I thank my right hon. Friend for her question. May I correct the record—with apologies, because she is a very good friend of mine—as I am an hon. Member rather than a right hon. Member? Either way, she will appreciate that plans for the global presence of the British Council are still being finalised. We have provided a package of support and an increase in funding of which, as I said, many arm’s length bodies would be extremely envious. It is, of course, for the British Council to comment on its plans for the overseas network, but I assure my right hon. Friend that those final decisions will be communicated shortly.
Does the Minister not understand that funding for next year is no remedy for cuts, decisions and closures that will take place now? There will be long-term consequences as a result of what he is trying to describe as short-term funding shortfalls. Is that not the problem with the likes of the Prime Minister viewing aid as a giant cash machine in the sky? The Government are losing sight of the long- term consequences of their short-term decisions.
I am afraid I disagree with the hon. Gentleman’s assumptions. The impact of the pandemic has forced the Government to take incredibly tough but necessary decisions in many areas. Despite that economic climate, we have managed not just to protect the grant in aid funding that the British Council received this year, but to increase it. As I said, we are also providing a loan to help it get through the impact of the covid pandemic. Last March, when the pandemic first hit, there was immediate assistance of £26 million, plus another £100 million restructuring facility that we are working with the British Council on, so I do not accept the hon. Gentleman’s assertions whatsoever.
The French and the Germans are steadily increasing their efforts through the Goethe-Institut and the French Institute, where I spent many happy hours trying to bone up on my inadequate French. Meanwhile, for decades we have been closing British Council libraries, which are often the only places where people can get free access to English literature. Will the Minister go back to his officials and insist that English literature is our greatest cultural export, and that there must be no diminution in our efforts to expand and promote it worldwide?

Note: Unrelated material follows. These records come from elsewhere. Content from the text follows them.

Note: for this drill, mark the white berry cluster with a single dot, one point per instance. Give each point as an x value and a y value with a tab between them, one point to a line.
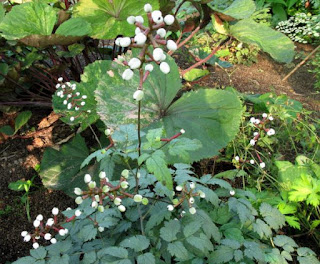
73	99
152	35
188	194
44	229
301	27
107	192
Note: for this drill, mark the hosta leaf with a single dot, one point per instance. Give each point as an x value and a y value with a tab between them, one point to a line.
33	18
280	47
109	18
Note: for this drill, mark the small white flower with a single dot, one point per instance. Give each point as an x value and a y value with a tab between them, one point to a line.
50	222
147	8
169	19
87	178
131	20
35	245
134	63
157	54
149	67
157	16
121	208
139	19
140	39
77	213
164	67
47	236
55	211
171	45
137	198
124	185
27	238
138	95
117	201
78	200
161	32
125	42
170	207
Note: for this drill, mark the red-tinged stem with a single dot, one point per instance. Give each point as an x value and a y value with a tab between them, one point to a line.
200	62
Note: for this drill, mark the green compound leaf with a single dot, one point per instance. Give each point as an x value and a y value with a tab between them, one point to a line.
137	243
280	47
74	27
109	18
32	18
170	230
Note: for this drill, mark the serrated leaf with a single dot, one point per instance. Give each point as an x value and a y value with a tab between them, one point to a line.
170	230
178	249
137	243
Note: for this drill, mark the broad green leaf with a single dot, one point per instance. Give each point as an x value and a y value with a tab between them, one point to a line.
280	47
21	120
109	18
170	230
74	27
239	9
33	18
137	243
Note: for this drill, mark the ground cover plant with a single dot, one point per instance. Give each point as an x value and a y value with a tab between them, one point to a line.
138	197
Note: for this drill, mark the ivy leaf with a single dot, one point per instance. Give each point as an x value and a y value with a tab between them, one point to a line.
137	243
170	230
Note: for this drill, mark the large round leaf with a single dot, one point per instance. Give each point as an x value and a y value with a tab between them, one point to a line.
108	18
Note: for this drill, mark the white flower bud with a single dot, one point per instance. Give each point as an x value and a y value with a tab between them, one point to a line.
47	236
164	67
78	200
121	208
140	39
125	42
35	245
127	74
161	32
170	207
147	8
149	67
117	201
55	211
77	213
138	95
124	185
125	173
157	54
87	178
139	19
169	19
134	63
171	45
77	191
131	20
157	16
92	184
40	217
138	198
102	175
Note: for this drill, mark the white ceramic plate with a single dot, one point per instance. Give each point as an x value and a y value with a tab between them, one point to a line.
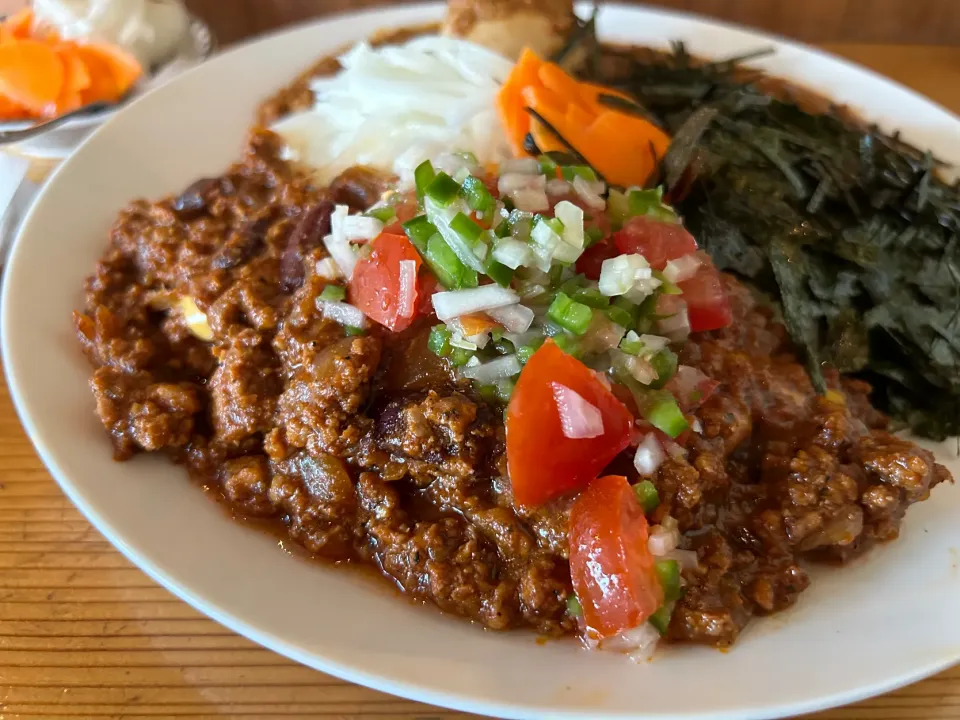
888	620
196	46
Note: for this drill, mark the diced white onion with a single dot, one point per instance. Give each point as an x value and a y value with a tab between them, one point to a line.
523	166
454	303
649	455
512	253
674	450
337	244
589	193
490	372
361	227
530	200
572	218
408	287
677	326
514	318
638	643
619	275
682	268
344	313
512	182
663	540
328	269
452	163
578	417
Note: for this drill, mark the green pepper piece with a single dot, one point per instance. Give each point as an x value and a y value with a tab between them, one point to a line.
647	494
569	314
439	341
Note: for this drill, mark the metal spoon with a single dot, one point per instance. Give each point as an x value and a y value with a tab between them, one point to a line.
9	137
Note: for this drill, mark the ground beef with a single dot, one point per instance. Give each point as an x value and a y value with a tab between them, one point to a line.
368	449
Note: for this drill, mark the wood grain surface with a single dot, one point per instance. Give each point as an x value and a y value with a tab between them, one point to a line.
83	634
886	21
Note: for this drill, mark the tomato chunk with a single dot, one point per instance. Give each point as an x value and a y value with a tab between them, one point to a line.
708	307
658	242
610	565
375	286
543	462
591	262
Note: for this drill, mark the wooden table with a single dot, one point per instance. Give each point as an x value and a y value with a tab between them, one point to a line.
83	634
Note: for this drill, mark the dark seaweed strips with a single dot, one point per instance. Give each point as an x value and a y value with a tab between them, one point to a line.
853	230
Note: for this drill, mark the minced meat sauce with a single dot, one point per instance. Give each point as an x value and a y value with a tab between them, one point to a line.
367	449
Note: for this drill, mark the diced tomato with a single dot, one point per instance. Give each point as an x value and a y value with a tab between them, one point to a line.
707	304
375	287
543	462
658	242
591	261
610	565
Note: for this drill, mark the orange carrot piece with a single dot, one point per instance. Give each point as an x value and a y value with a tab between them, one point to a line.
553	78
510	104
18	26
103	86
76	74
124	67
31	75
632	159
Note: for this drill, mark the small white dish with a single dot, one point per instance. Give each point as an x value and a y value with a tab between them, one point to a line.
197	45
887	620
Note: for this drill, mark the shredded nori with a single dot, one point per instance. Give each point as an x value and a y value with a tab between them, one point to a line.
854	231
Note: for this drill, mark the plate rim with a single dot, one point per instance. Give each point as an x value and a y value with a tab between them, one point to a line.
378	681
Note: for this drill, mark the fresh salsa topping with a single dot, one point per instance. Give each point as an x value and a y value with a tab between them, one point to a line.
566	301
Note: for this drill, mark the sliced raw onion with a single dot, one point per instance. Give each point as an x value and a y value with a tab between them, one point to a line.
490	372
649	456
522	166
682	268
361	227
454	303
578	417
514	318
663	540
408	287
344	313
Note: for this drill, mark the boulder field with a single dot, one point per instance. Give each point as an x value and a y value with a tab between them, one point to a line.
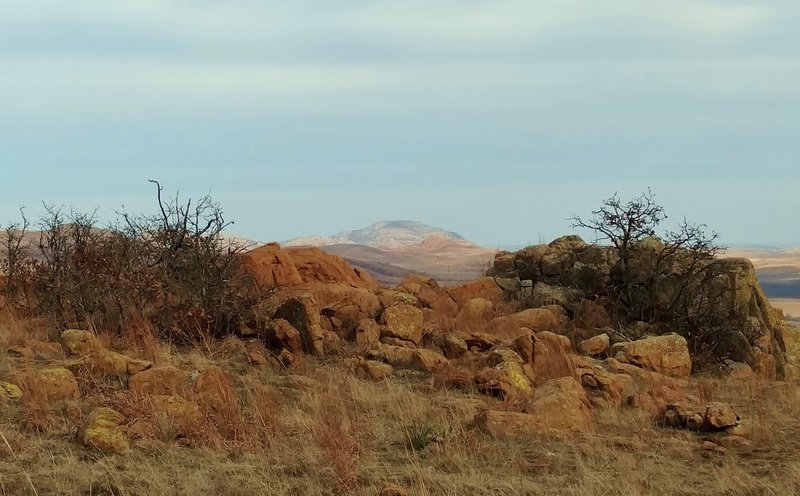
547	352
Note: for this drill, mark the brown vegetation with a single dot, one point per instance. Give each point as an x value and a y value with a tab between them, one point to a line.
329	384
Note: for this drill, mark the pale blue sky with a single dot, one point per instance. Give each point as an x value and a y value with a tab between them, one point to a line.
495	119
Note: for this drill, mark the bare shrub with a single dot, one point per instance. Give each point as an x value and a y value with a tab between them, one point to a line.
173	272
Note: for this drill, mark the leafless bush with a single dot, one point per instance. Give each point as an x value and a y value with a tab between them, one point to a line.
174	270
668	278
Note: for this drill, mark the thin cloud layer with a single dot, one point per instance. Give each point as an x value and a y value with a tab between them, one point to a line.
323	99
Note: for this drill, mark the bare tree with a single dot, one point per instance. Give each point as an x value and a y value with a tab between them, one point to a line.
15	254
656	277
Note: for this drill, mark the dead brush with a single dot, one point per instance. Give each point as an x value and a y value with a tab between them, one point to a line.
262	415
705	390
140	340
39	415
338	438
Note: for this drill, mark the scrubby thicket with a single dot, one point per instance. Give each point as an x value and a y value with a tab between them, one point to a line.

My right hon. Friend is correct. The British Council is a world-leading provider of language teaching, teacher training and examinations on behalf of the UK Government. It reaches 100 million learners and teachers of English annually across more than 100 countries, and it has been shown that increased levels of English language speaking benefits the United Kingdom.
The Minister has heard from colleagues across the House of the great support for the British Council, the recognition of its incredible work and the great value it gives. In 2018-19 the British Council estimated that German funding for their soft power agencies was three times that of the UK, and that in France it was twice the UK level. Is the Minister not concerned that the cuts the British Council now has to make will further undermine and reduce our influence compared with our major European neighbours?
I thank the hon. Gentleman for his question. Other countries have various programmes, and the Goethe-Institut and the Institut Français have different models. The British Council operates slightly differently with more commercial operations, and it is reliant on less Government funding than the others. Our determination to work as a force for good in the world is an important part of our soft power. The British Council is the key driver in that and will continue to act as a force for good for the United Kingdom, for example by teaching English to young women in south Asia. The education that the British Council provides is outstanding and will continue to be, and we will continue to support it.